The nation's suburbs have grown much more diverse over the past generation, as blacks and Hispanics have followed whites out of cities and into surrounding areas -- a demographic shift that saw many blacks move from St. Louis to Ferguson, Mo. In fact, the suburbs nationwide are about as diverse today as central cities were in 1980, according to Brown University's Project US2010.
But that diversity is actually misleading, because while minorities have moved into once-white suburbia, the same inequality and isolation they found in inner cities have followed them there. "Suburban diversity," writes Brown's John R. Logan, "does not mean that neighborhoods within suburbia are diverse."

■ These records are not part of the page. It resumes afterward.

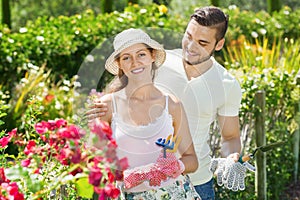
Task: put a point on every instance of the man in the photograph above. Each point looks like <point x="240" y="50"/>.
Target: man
<point x="207" y="91"/>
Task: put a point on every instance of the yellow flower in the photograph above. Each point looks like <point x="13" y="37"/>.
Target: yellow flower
<point x="162" y="9"/>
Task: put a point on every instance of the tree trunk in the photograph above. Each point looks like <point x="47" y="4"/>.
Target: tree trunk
<point x="215" y="3"/>
<point x="6" y="13"/>
<point x="273" y="5"/>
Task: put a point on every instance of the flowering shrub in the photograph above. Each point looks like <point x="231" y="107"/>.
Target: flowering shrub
<point x="63" y="154"/>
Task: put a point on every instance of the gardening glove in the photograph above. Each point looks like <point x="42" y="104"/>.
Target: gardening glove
<point x="229" y="173"/>
<point x="170" y="166"/>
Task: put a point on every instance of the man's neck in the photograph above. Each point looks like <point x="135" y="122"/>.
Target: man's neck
<point x="194" y="71"/>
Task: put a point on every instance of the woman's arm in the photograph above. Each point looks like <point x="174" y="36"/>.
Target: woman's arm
<point x="181" y="129"/>
<point x="106" y="101"/>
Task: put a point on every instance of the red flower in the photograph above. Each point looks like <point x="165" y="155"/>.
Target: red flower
<point x="76" y="157"/>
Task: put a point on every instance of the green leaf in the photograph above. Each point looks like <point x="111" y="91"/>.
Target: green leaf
<point x="84" y="189"/>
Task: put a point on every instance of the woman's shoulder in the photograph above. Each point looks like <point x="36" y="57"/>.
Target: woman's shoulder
<point x="173" y="102"/>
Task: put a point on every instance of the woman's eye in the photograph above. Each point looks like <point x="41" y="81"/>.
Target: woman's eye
<point x="142" y="54"/>
<point x="125" y="58"/>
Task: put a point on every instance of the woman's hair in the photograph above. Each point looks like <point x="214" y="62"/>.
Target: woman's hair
<point x="121" y="80"/>
<point x="212" y="17"/>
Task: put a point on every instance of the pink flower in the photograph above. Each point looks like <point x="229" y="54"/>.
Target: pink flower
<point x="61" y="123"/>
<point x="111" y="190"/>
<point x="3" y="178"/>
<point x="13" y="133"/>
<point x="30" y="147"/>
<point x="95" y="176"/>
<point x="4" y="141"/>
<point x="26" y="162"/>
<point x="41" y="127"/>
<point x="76" y="157"/>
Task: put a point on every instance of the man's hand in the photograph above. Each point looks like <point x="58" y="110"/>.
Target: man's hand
<point x="97" y="110"/>
<point x="229" y="172"/>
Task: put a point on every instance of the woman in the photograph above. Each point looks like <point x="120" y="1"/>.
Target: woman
<point x="140" y="114"/>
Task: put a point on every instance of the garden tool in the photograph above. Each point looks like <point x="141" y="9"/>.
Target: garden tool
<point x="170" y="144"/>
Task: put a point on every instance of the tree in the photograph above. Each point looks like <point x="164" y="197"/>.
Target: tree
<point x="6" y="13"/>
<point x="107" y="6"/>
<point x="273" y="5"/>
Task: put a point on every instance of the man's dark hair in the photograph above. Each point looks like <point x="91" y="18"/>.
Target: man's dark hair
<point x="212" y="17"/>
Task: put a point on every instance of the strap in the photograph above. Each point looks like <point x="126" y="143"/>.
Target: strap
<point x="167" y="103"/>
<point x="114" y="103"/>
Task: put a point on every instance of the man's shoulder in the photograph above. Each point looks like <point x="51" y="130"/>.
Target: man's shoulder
<point x="173" y="58"/>
<point x="223" y="72"/>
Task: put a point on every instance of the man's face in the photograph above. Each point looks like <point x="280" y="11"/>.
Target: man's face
<point x="198" y="43"/>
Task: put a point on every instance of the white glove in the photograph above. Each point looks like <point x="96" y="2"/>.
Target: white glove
<point x="229" y="173"/>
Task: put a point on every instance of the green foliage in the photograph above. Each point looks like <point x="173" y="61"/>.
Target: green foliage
<point x="273" y="70"/>
<point x="259" y="25"/>
<point x="62" y="43"/>
<point x="37" y="97"/>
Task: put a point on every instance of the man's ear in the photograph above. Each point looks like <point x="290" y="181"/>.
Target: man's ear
<point x="220" y="44"/>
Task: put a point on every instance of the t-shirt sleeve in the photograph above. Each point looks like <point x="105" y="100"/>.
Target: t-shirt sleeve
<point x="233" y="97"/>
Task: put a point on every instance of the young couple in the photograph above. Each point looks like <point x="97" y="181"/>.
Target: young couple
<point x="189" y="90"/>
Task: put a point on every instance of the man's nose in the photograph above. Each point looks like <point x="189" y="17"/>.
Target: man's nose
<point x="192" y="45"/>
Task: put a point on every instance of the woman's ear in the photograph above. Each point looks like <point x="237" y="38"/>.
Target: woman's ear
<point x="220" y="44"/>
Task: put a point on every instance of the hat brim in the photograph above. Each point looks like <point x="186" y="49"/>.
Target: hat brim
<point x="111" y="64"/>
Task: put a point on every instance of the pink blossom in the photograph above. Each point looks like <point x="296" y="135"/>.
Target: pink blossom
<point x="4" y="141"/>
<point x="95" y="176"/>
<point x="41" y="127"/>
<point x="3" y="178"/>
<point x="111" y="190"/>
<point x="30" y="147"/>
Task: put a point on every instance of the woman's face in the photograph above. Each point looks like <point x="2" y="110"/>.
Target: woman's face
<point x="136" y="61"/>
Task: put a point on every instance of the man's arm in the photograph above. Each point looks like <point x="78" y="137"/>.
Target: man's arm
<point x="230" y="132"/>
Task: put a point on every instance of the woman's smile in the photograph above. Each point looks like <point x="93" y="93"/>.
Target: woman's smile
<point x="138" y="70"/>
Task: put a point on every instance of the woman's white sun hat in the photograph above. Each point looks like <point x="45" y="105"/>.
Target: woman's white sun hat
<point x="128" y="38"/>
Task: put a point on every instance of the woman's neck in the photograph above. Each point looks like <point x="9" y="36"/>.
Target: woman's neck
<point x="142" y="92"/>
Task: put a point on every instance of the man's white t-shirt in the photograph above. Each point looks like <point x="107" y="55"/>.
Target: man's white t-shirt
<point x="216" y="92"/>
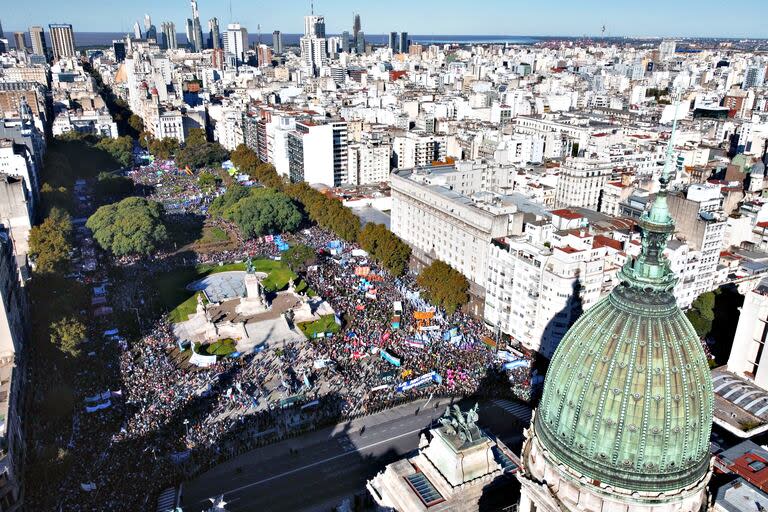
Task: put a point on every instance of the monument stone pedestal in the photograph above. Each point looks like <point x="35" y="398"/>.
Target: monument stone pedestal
<point x="460" y="462"/>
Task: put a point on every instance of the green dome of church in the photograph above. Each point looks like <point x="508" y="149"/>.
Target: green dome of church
<point x="628" y="395"/>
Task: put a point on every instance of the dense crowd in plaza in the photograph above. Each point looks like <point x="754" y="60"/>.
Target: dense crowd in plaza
<point x="166" y="420"/>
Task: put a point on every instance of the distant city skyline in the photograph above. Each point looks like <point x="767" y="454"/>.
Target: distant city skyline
<point x="651" y="18"/>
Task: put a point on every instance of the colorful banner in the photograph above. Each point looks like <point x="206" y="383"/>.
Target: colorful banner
<point x="389" y="358"/>
<point x="426" y="379"/>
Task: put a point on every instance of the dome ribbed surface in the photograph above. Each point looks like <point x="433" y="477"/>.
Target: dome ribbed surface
<point x="628" y="395"/>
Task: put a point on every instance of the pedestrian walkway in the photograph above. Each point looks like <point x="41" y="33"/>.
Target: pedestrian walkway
<point x="516" y="409"/>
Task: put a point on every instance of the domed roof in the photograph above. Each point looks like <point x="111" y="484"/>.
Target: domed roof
<point x="628" y="397"/>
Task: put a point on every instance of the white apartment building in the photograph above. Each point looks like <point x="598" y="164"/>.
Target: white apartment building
<point x="15" y="160"/>
<point x="317" y="153"/>
<point x="235" y="41"/>
<point x="439" y="223"/>
<point x="581" y="182"/>
<point x="92" y="122"/>
<point x="700" y="222"/>
<point x="277" y="131"/>
<point x="170" y="123"/>
<point x="534" y="293"/>
<point x="368" y="163"/>
<point x="748" y="351"/>
<point x="229" y="129"/>
<point x="419" y="150"/>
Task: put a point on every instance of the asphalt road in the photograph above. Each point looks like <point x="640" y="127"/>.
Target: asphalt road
<point x="330" y="464"/>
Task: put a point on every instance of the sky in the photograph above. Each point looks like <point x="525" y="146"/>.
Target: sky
<point x="656" y="18"/>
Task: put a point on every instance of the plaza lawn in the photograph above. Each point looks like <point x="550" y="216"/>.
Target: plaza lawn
<point x="213" y="239"/>
<point x="180" y="302"/>
<point x="326" y="323"/>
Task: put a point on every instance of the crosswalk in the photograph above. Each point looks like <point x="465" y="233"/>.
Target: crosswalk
<point x="516" y="409"/>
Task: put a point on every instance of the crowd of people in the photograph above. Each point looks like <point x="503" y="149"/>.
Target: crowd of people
<point x="165" y="420"/>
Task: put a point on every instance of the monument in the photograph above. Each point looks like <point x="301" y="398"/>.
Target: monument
<point x="236" y="305"/>
<point x="452" y="469"/>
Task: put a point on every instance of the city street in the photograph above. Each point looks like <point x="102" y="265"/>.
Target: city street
<point x="331" y="463"/>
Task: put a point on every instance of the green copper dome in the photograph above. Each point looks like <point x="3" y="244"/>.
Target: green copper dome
<point x="628" y="395"/>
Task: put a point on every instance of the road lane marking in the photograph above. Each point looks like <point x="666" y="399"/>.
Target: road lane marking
<point x="317" y="463"/>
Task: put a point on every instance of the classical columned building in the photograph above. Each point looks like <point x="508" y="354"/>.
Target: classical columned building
<point x="625" y="419"/>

Blacks and Hispanics have moved into the suburbs, but they're still likely to live in neighborhoods there where they're isolated from whites, regardless of income. And those neighborhoods are likely to have more poverty and lower-performing public schools than the suburban neighborhoods where whites live, suggesting that old urban forms of inequality are replicating themselves in the suburbs.
These patterns have earned national attention in Ferguson. But Logan's recent analysis of national Census data underscores the broad reality that the suburban dream has come to mean something very different for minorities than for whites.

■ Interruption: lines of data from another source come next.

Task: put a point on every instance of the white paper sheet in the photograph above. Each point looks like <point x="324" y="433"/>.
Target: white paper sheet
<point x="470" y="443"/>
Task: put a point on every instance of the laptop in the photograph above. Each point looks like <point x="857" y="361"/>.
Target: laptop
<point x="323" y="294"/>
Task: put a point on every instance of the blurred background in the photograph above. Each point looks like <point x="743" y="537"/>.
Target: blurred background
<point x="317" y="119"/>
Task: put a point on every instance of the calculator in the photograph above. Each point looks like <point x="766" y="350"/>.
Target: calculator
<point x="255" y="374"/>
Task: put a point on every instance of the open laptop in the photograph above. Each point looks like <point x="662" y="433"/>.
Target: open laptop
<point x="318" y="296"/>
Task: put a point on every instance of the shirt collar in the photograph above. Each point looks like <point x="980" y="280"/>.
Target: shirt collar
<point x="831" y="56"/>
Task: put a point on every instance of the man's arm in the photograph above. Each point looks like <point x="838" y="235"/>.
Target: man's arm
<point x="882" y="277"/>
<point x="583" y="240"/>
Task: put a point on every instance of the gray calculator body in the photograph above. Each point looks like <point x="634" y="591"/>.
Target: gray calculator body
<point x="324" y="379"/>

This chart, for instance, shows that segregation has barely declined between whites and minorities in the suburbs over the last 30 years. It tracks the index of dissimilarity, a commonly used measure of segregation that captures how evenly dispersed two groups are within census tracts across a city. Scores around 30 and below reflect modest segregation; scores around 60 and above reflect high segregation.
Segregation between blacks and whites has slightly declined in the suburbs over the last 30 years (thanks, in large part, to Hispanics and Asians moving into their neighborhoods), but suburban segregation between whites and Hispanics has actually ticked up.
Today, this suburban segregation persists, regardless of income. Affluent black families live in neighborhoods where they are no less isolated than poor black families. That also means that suburban blacks who make more than $75,000 a year live in higher poverty neighborhoods than suburban whites who make less than $40,000 a year. Similar disparities have long existed in the cities many of these families moved from, as Logan concludes:
As is true in cities, [suburban] blacks and Hispanics live in the least desirable neighborhoods, even when they can afford better. And their children attend the lowest performing schools. This a familiar story in older central cities. Because moving to the suburbs was once believed to mean making it into the mainstream, these disparities are especially poignant, and they puncture the image of a post racial America.